It was cool and clammy day, but at least my computer issues were resolving themselves. The recalcitrant laptop finally booted and accepted a new operating system. The key wasn't through changing the bios boot settings, which it was ignoring, but to instead unplug the SATA hard drive before the boot process and plug it in after the CD started booting. I'd heard SATA drives are hot-swappable somewhere, and this seemed to be evidence that this rumor is true. They might not be as hot-swappable as USB drives, but the fact that they can be registered with the system after it has already started booting is huge. (And why are such advances so late in coming?)
Last night I'd salvaged all of the old prisoner data from the old computers languishing in the garage. The data came to many dozens of documents, usually different versions of the same documents on one each computer. I put them in folders representing the computers they'd come from and compressed it all down to a zip file. The result: all of the prisoners' documents (in as many as six copies each) for the entire ten year life of the program so far only came to 16 megabytes of compressed data. I have a feeling those old Microsoft Word formats compress down a lot, since they seem to have a lot of repetition and blank data when viewed in a hex editor.

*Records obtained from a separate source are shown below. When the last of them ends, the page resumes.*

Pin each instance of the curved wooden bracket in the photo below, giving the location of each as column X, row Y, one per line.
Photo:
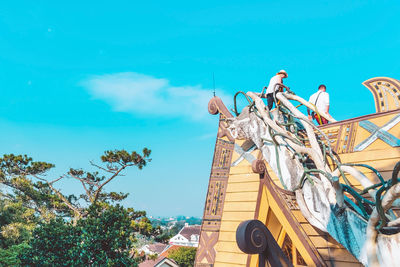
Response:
column 253, row 237
column 386, row 92
column 215, row 106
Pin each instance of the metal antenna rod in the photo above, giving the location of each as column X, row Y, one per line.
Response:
column 214, row 83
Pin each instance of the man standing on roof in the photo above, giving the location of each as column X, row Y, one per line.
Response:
column 321, row 101
column 272, row 87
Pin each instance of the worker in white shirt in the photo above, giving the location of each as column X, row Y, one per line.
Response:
column 321, row 100
column 271, row 87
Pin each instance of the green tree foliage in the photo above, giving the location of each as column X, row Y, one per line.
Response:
column 88, row 228
column 9, row 257
column 184, row 256
column 103, row 238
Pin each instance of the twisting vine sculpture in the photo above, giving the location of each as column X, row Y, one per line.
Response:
column 301, row 156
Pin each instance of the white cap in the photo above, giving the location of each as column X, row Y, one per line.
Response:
column 283, row 72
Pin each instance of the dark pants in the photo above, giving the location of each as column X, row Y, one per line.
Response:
column 270, row 100
column 323, row 120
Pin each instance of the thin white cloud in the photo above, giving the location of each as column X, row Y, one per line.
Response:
column 143, row 94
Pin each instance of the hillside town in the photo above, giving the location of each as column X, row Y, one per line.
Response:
column 187, row 238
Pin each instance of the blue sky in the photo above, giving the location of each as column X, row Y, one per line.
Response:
column 81, row 77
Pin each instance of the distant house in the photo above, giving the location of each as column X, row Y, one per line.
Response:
column 188, row 236
column 155, row 248
column 159, row 262
column 169, row 249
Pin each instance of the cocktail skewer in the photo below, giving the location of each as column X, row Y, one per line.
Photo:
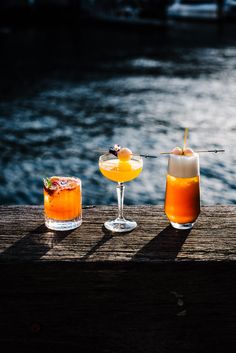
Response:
column 162, row 153
column 199, row 151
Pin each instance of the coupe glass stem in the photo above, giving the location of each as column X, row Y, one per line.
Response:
column 120, row 196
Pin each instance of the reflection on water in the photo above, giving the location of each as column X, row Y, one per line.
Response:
column 66, row 95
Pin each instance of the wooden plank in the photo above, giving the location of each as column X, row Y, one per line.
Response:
column 23, row 237
column 115, row 307
column 153, row 290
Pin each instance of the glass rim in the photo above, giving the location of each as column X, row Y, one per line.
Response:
column 112, row 155
column 178, row 156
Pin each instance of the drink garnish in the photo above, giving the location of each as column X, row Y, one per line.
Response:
column 114, row 150
column 47, row 183
column 124, row 154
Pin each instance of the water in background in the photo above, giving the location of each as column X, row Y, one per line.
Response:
column 66, row 94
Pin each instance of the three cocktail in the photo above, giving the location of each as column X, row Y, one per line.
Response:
column 120, row 165
column 62, row 203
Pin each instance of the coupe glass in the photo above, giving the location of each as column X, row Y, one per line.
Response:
column 120, row 171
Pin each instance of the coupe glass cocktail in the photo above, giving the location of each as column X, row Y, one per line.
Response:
column 120, row 170
column 182, row 199
column 62, row 203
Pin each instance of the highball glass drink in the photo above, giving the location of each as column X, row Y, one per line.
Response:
column 62, row 203
column 182, row 200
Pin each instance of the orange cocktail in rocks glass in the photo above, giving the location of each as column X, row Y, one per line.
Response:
column 120, row 165
column 62, row 203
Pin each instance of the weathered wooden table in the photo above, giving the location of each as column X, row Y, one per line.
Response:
column 152, row 290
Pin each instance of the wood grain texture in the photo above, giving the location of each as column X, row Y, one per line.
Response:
column 23, row 237
column 154, row 290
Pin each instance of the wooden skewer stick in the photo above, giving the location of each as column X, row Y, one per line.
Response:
column 152, row 156
column 185, row 137
column 199, row 151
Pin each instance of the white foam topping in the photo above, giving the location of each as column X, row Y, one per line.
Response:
column 183, row 166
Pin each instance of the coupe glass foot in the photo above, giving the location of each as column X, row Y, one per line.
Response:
column 182, row 226
column 120, row 225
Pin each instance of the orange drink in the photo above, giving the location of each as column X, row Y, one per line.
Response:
column 62, row 203
column 120, row 165
column 120, row 171
column 182, row 199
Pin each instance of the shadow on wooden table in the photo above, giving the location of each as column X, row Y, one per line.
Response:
column 34, row 244
column 165, row 246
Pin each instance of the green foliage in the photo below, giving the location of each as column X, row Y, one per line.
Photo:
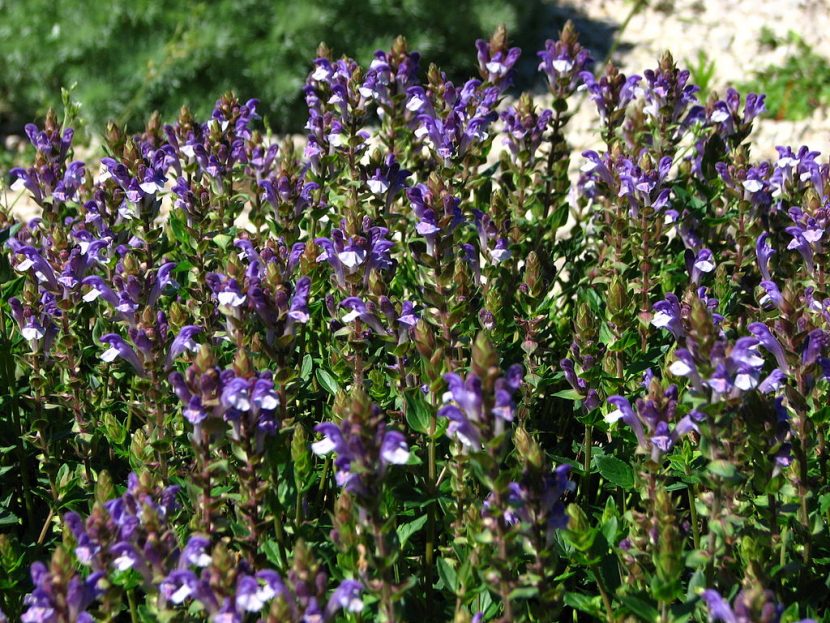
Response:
column 130, row 57
column 796, row 87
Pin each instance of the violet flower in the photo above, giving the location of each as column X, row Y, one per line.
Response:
column 763, row 252
column 652, row 418
column 119, row 348
column 184, row 341
column 667, row 315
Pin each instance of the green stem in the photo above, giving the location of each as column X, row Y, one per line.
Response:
column 693, row 512
column 133, row 608
column 586, row 462
column 606, row 598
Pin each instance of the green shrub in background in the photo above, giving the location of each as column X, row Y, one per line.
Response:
column 130, row 57
column 796, row 87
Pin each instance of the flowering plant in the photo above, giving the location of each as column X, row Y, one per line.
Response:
column 399, row 374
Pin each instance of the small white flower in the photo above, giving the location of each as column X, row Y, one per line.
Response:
column 322, row 447
column 753, row 186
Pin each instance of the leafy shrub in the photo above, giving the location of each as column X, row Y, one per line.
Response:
column 131, row 57
column 399, row 377
column 798, row 86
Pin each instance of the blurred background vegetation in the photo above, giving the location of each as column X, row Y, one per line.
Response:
column 130, row 57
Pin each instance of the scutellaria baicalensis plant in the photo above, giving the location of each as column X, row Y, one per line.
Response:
column 397, row 374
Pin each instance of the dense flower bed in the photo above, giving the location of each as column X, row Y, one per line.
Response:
column 395, row 377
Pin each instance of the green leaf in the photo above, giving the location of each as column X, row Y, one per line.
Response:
column 222, row 241
column 305, row 371
column 583, row 603
column 724, row 469
column 615, row 471
column 327, row 381
column 418, row 414
column 568, row 394
column 644, row 610
column 447, row 574
column 405, row 531
column 272, row 552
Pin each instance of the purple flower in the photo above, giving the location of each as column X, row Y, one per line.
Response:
column 119, row 348
column 667, row 316
column 364, row 450
column 799, row 243
column 764, row 251
column 651, row 419
column 363, row 312
column 563, row 61
column 495, row 61
column 768, row 341
column 184, row 341
column 773, row 294
column 702, row 262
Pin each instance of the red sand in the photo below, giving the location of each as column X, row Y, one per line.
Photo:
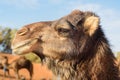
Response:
column 40, row 72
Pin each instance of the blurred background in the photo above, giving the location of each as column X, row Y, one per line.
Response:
column 14, row 14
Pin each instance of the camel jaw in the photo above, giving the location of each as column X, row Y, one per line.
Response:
column 23, row 47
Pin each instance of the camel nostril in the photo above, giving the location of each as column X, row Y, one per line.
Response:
column 23, row 31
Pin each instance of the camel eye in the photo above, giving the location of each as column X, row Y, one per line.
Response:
column 63, row 30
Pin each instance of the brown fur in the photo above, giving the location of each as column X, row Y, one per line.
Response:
column 21, row 63
column 4, row 65
column 73, row 47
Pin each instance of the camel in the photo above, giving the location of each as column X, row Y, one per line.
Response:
column 4, row 65
column 19, row 64
column 74, row 47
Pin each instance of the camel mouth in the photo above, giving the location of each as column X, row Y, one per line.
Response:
column 20, row 48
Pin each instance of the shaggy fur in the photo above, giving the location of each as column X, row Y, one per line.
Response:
column 20, row 63
column 4, row 64
column 73, row 47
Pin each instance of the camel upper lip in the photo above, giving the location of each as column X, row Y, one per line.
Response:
column 23, row 43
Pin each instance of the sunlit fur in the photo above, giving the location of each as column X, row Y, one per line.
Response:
column 21, row 63
column 74, row 47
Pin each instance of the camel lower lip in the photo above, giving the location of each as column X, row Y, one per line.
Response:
column 24, row 43
column 23, row 46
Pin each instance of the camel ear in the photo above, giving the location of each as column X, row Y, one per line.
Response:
column 91, row 24
column 74, row 17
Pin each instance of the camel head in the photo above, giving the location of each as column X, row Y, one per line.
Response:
column 58, row 39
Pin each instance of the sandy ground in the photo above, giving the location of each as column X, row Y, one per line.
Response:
column 40, row 72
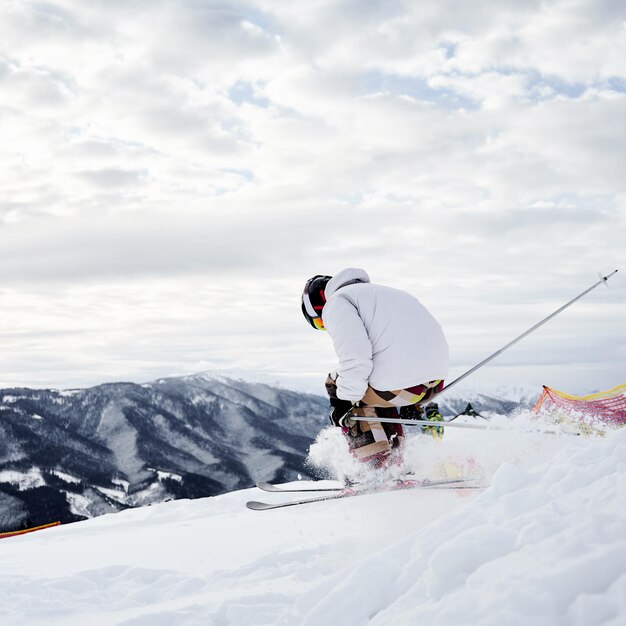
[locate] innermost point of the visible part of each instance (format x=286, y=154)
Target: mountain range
x=71, y=455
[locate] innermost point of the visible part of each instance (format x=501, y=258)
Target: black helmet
x=313, y=300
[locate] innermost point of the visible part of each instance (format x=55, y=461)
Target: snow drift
x=544, y=544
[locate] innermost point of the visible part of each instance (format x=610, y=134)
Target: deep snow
x=544, y=544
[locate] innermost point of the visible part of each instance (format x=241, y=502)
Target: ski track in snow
x=545, y=544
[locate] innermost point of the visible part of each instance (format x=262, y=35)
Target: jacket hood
x=349, y=275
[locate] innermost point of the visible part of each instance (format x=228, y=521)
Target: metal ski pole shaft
x=525, y=334
x=444, y=424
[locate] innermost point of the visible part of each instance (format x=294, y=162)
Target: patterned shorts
x=373, y=441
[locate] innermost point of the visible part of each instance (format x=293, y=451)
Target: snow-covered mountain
x=544, y=544
x=68, y=455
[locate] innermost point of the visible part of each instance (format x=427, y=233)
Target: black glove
x=339, y=412
x=433, y=415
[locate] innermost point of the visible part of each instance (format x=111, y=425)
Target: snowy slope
x=545, y=544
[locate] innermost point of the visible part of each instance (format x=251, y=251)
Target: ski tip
x=253, y=505
x=266, y=486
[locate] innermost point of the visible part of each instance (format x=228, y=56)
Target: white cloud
x=469, y=152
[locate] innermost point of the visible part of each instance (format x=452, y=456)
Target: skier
x=392, y=354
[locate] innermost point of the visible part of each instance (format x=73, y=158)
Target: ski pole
x=604, y=279
x=444, y=424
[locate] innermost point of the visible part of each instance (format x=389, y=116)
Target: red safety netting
x=607, y=406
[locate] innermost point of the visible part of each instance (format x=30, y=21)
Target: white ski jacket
x=383, y=337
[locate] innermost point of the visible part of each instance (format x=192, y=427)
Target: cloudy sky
x=171, y=172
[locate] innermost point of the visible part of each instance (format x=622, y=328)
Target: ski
x=255, y=505
x=263, y=486
x=271, y=488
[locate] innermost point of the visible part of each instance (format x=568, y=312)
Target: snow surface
x=544, y=544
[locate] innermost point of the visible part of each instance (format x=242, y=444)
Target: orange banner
x=15, y=533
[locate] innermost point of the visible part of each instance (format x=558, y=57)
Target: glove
x=432, y=413
x=339, y=413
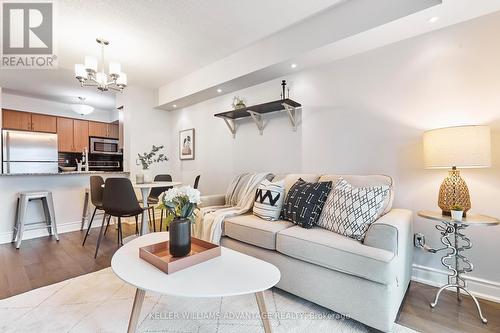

This evening Gretchen and I dined at the Rolling Rock diner at the mall, where we were joined by Penny and David. Then all of us went to see the movie Adventureland, a sweet love story set in a low-end summer amusement park in 1987. Our protagonist is nerdy and sexually inexperienced, and his love interest is world-weary and habituated to sexual exploitation. It was a good movie, though perhaps not as good as Gretchen thought it was. The most interesting thing about the movie was its soundtrack, which were the manifestation of the awesome powers of some curative talent. 1987 was not an especially good time for pop music, but the soundtrack was full of surprising gems, such as "Unstatisfied" by the Replacements and The Outfield's "I Don't Want to Lose Your Love Tonight."